常彬在宋思面色大變中.将槍口對準了他,随後按下了擊錘,手指扣在了扳機上。
“你……你到底要怎麽樣?”面色慘白的宋思已經有些站不住了,要不是有懷裏的妻子作支撐,隻怕現在他已經癱倒在地了。

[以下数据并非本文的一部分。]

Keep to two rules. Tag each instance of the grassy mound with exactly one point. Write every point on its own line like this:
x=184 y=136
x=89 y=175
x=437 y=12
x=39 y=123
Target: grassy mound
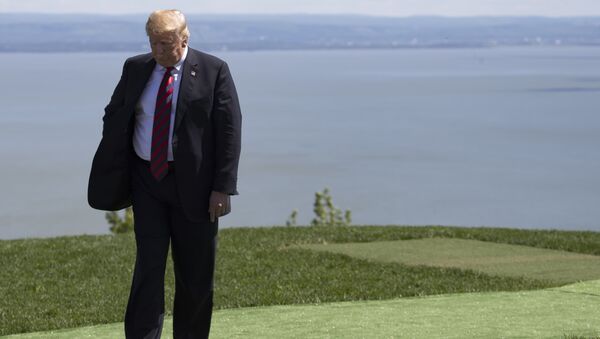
x=491 y=258
x=550 y=313
x=80 y=281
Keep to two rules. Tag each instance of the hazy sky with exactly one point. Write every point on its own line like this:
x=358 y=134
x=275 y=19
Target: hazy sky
x=367 y=7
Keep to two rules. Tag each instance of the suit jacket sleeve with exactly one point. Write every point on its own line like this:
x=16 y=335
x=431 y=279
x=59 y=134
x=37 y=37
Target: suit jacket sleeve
x=117 y=100
x=227 y=127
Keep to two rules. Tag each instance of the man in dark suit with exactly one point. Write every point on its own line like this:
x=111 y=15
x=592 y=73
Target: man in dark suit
x=170 y=148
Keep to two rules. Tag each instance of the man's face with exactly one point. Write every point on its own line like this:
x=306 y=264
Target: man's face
x=167 y=48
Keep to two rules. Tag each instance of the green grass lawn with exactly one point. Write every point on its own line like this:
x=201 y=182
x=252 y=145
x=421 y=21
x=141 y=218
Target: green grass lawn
x=550 y=313
x=491 y=258
x=81 y=281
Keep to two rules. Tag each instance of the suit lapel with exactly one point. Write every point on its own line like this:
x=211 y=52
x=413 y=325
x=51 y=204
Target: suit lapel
x=146 y=70
x=189 y=79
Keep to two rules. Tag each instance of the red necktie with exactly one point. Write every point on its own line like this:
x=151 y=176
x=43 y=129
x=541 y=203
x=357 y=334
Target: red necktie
x=159 y=165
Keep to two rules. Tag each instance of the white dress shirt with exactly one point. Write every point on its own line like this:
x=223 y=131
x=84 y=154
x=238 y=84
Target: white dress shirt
x=144 y=110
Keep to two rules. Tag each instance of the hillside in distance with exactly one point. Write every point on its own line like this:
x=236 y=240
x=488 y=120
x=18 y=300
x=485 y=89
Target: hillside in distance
x=96 y=33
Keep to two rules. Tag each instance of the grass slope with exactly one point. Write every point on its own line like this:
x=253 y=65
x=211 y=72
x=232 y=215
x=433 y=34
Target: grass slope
x=78 y=281
x=550 y=313
x=491 y=258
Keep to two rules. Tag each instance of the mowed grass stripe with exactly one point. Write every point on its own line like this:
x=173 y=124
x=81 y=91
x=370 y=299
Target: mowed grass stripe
x=549 y=313
x=490 y=258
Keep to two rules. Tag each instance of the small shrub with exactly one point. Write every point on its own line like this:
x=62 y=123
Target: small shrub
x=292 y=219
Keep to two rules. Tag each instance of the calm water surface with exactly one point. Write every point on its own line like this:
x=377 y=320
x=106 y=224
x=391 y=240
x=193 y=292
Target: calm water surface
x=497 y=137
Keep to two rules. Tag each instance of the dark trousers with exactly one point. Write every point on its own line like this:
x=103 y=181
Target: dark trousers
x=159 y=220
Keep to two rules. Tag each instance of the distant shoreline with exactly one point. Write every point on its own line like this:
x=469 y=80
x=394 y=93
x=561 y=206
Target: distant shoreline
x=99 y=33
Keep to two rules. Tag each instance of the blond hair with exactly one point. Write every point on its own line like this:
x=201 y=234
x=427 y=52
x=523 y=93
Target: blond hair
x=167 y=21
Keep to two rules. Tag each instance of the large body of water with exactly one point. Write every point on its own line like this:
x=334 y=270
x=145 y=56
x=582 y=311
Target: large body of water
x=504 y=137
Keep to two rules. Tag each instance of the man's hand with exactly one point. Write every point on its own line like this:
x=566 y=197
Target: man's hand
x=218 y=205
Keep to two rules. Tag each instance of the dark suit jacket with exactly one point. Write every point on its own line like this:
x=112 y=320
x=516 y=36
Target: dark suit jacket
x=206 y=136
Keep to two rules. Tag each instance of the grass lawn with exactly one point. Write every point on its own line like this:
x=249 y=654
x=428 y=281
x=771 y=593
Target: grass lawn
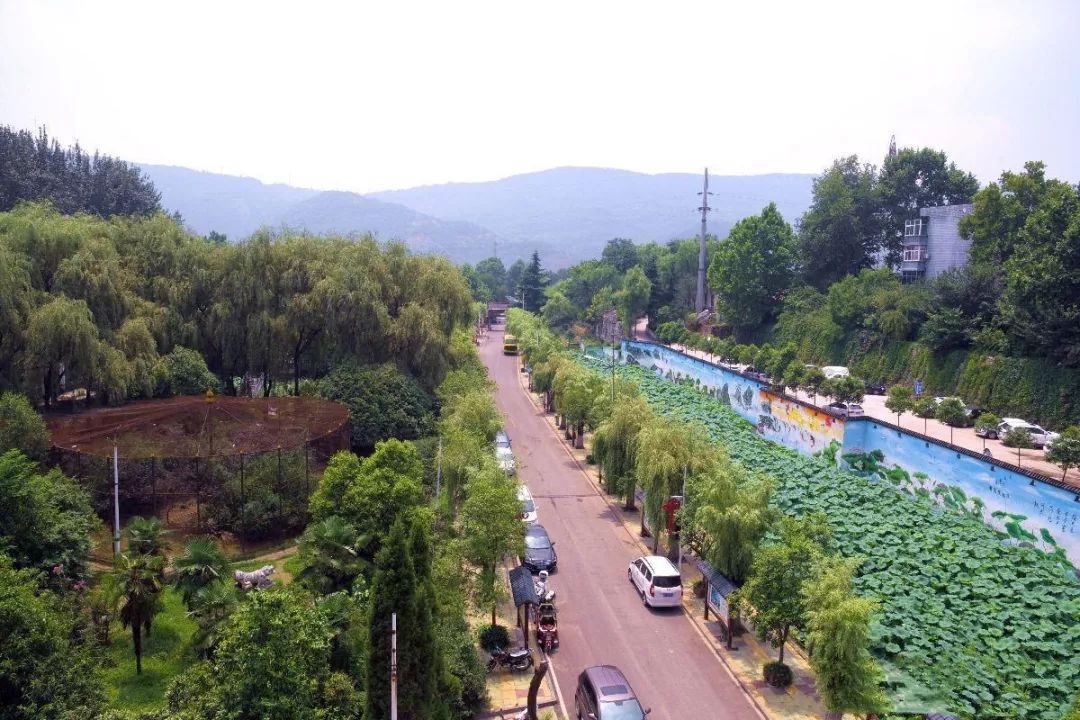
x=165 y=654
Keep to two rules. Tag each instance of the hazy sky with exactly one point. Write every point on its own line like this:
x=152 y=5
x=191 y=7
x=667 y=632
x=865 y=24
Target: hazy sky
x=377 y=95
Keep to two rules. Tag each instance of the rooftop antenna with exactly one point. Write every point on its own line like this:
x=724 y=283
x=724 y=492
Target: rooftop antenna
x=701 y=248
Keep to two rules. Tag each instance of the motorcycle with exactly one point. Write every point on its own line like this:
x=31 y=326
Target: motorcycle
x=515 y=660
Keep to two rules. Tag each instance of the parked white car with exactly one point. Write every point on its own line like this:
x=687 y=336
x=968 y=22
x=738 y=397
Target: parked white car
x=529 y=514
x=505 y=459
x=847 y=409
x=1039 y=436
x=657 y=580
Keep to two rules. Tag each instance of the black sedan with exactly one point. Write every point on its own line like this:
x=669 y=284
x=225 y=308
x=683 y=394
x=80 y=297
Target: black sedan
x=539 y=549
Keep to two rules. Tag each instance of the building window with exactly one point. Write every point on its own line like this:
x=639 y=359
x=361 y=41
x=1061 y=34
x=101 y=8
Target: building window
x=915 y=254
x=909 y=276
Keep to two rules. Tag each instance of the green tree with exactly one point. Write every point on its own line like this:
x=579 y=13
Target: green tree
x=986 y=423
x=394 y=589
x=202 y=564
x=22 y=428
x=772 y=595
x=1065 y=450
x=730 y=508
x=838 y=633
x=45 y=518
x=184 y=371
x=670 y=456
x=534 y=281
x=373 y=493
x=382 y=403
x=61 y=345
x=138 y=585
x=753 y=268
x=272 y=661
x=331 y=552
x=43 y=673
x=840 y=233
x=491 y=528
x=633 y=298
x=901 y=399
x=953 y=413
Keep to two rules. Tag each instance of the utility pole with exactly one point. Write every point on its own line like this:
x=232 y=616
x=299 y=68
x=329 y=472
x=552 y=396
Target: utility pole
x=701 y=248
x=393 y=666
x=116 y=501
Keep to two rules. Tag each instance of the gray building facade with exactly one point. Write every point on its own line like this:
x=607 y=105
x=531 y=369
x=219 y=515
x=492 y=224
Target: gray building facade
x=933 y=244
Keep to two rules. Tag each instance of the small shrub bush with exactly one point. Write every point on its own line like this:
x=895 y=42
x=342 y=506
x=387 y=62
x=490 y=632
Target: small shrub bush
x=778 y=675
x=494 y=636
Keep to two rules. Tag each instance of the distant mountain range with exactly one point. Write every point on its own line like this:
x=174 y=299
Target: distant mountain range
x=566 y=214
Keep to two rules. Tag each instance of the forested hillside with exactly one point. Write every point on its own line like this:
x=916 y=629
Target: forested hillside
x=1003 y=331
x=37 y=167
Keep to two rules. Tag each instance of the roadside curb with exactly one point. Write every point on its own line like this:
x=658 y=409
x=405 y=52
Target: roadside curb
x=635 y=537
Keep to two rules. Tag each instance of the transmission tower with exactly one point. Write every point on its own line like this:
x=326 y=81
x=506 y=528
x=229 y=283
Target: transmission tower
x=701 y=248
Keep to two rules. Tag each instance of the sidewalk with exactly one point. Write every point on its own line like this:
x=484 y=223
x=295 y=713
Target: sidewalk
x=509 y=690
x=798 y=702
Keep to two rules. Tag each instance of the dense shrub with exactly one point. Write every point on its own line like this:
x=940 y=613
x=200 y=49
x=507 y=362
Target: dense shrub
x=494 y=636
x=382 y=403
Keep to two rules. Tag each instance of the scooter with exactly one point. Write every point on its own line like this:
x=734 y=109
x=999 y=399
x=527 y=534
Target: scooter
x=515 y=660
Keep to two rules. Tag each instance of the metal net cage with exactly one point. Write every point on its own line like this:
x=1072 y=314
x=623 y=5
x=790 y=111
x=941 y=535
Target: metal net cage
x=205 y=464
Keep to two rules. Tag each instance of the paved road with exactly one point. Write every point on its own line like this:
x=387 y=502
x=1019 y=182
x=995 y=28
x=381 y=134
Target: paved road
x=601 y=619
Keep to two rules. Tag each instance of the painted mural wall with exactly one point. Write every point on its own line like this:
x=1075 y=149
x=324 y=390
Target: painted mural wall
x=779 y=419
x=1039 y=504
x=1034 y=505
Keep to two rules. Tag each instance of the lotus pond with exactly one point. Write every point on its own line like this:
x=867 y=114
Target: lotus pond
x=970 y=621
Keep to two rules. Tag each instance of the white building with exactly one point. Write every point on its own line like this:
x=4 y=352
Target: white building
x=933 y=243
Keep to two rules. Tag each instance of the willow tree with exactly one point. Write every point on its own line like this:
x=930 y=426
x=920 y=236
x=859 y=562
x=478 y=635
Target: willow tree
x=729 y=510
x=670 y=456
x=615 y=445
x=838 y=633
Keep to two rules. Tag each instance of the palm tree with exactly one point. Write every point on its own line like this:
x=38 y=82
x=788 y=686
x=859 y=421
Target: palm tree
x=211 y=606
x=146 y=537
x=331 y=551
x=138 y=584
x=203 y=562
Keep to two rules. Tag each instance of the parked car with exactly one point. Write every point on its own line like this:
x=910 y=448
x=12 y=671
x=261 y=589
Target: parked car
x=846 y=409
x=528 y=506
x=657 y=580
x=875 y=388
x=1039 y=436
x=505 y=459
x=604 y=693
x=539 y=549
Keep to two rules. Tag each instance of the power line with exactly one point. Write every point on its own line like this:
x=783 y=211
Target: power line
x=704 y=209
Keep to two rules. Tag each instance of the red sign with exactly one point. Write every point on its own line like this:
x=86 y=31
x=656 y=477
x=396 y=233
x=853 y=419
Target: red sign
x=671 y=507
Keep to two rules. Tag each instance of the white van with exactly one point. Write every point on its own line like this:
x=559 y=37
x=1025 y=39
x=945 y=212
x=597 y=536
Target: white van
x=657 y=580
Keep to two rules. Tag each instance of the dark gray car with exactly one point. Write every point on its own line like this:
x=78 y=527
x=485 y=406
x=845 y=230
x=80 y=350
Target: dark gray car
x=539 y=549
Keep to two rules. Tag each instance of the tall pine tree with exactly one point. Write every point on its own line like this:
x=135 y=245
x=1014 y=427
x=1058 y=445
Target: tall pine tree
x=397 y=588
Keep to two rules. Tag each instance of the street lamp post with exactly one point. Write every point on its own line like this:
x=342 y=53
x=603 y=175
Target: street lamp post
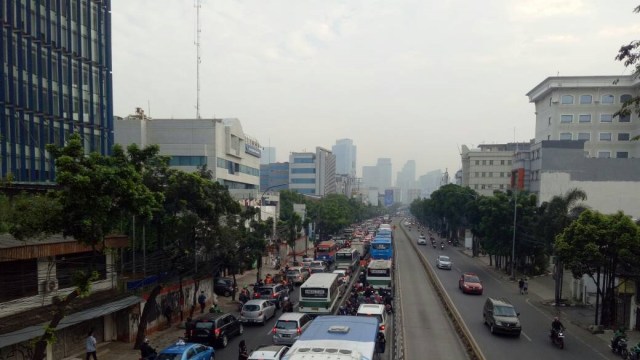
x=258 y=273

“瞧你那沒出息的樣!”常彬的表情很是不屑,“放心吧,我不殺你!不過……”
一個大喘氣讓宋思的心在嗓子眼和腹腔間來回打轉,你到底是要鬧哪樣?
很滿意宋思的表現,常彬接着道:“當着所有人的面,用你的手狠狠的抽你妻子三巴掌!要不然,我就廢你一隻胳膊!”
“你這混蛋!”宋仁投攢夠怒氣,就要撲上來。
“給我老實的呆在那!”常彬怒喝道,“我可不保證自己不會手抖!”
“這家夥太過了!”餘小路實在是看不下去了。
“再等等!”謝彩瞪了餘小路一眼,“現在正是關鍵時刻,見證這個宋思對自己老婆的愛有多深的時刻到了!”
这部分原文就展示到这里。